By Alison Conway
The French author Yann Moix made waves when, in a recent interview with Marie Claire, he announced his sexual preference for young women. “The body of a 25-year-old woman is extraordinary,” he said, “The body of a woman of 50 is not extraordinary at all.” The response was swift and ferocious. French women, notable for their public celebration of the sexual pleasures they continue to enjoy as they get older, sent witty and biting responses to Moix’s Twitter account. He was reduced to begging women to stop sending him pictures of their asses and breasts.
The picture I would send along, if I could find a punchline that would translate well into French, is a photo of me running. These days when I find myself listening to a jerk, I want to say, “Let’s take it outside and put on our sneakers.” This fantasy has a pre-history. Once, a long time ago, my neighour responded to her son’s teasing of his sister by having the children race around the block. The younger sister won, handily, and her brother stopped teasing her.

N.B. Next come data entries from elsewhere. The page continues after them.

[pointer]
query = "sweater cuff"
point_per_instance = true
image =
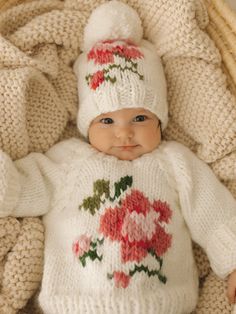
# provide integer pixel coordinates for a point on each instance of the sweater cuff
(9, 186)
(221, 249)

Twenty years later, upon hearing I’d won my age group in a triathlon, my friend’s son asked how it felt to win the “old lady” category. I looked forward to running with him in a half marathon a couple of months later, where I made sure I beat him.
It seems particularly important to hold on to this fantasy as I pace myself through my fifties. Now is the time when, apparently, I become invisible. Now is the time when no one on the street will catch my eye or give me the stare from across the bar. I might as well be a house plant at the dinner party. Funny thing is, I don’t feel like a house plant. More like the fire blazing in the hearth.
When I line up for a race, I am jumping out of my skin with excitement. The rush of adrenaline has a lot to do with it, of course, but there’s a more intimate moment occurring, as well. When I stand at a start line after training for weeks or months, I am finishing something I have started, a journey filled with good days and bad days, self-doubt and hope. I have made myself vulnerable, opened myself up to my body’s needs and pleasures, and I have listened. I’m not sad about my desires, as Moix confessed he is about his. I take delight in them and understand that I am where I need to be, at the right time, whatever the outcome of that particular race on that particular day.
I know that for some people, running is about mastery, about disciplining the body, turning it into a tool for achieving some kind of cultural ideal of performance or appearance. But for many of us, I’m convinced, it’s more like good sex than a plunge into the cold pool. I see the pleasure in the bodies of my running friends, the sweaty grins and ferocious appetites. I love the way runners carry themselves, their strong legs eating the ground they cover. Sexy!
Recently I finished a half marathon, then circled back to the finish line to cheer for a friend. There, I watched younger men raising their arms in victory as they crossed. And I was happy for them! But I was also happy to think that, at 54, I had beaten them. It wasn’t a point I needed to make to anyone in particular. It is a point that needs to be made more generally: The body of a woman of 50 is extraordinary. It has covered so many miles, and it knows so much. It has lived in the crosshairs of cultures that want to demean and control it. Nevertheless, it remains a force to be reckoned with.
“I’m a bit too dangerous,” sings Lion Babe, “treat me like fire.” Yann Moix, when you’re ready to lace up, I’ll meet you at the start line.
Alison Conway teaches English, and Gender & Women’s Studies, at the University of British Columbia, Okanagan. She spends her free time running the beautiful hills of Kelowna, BC.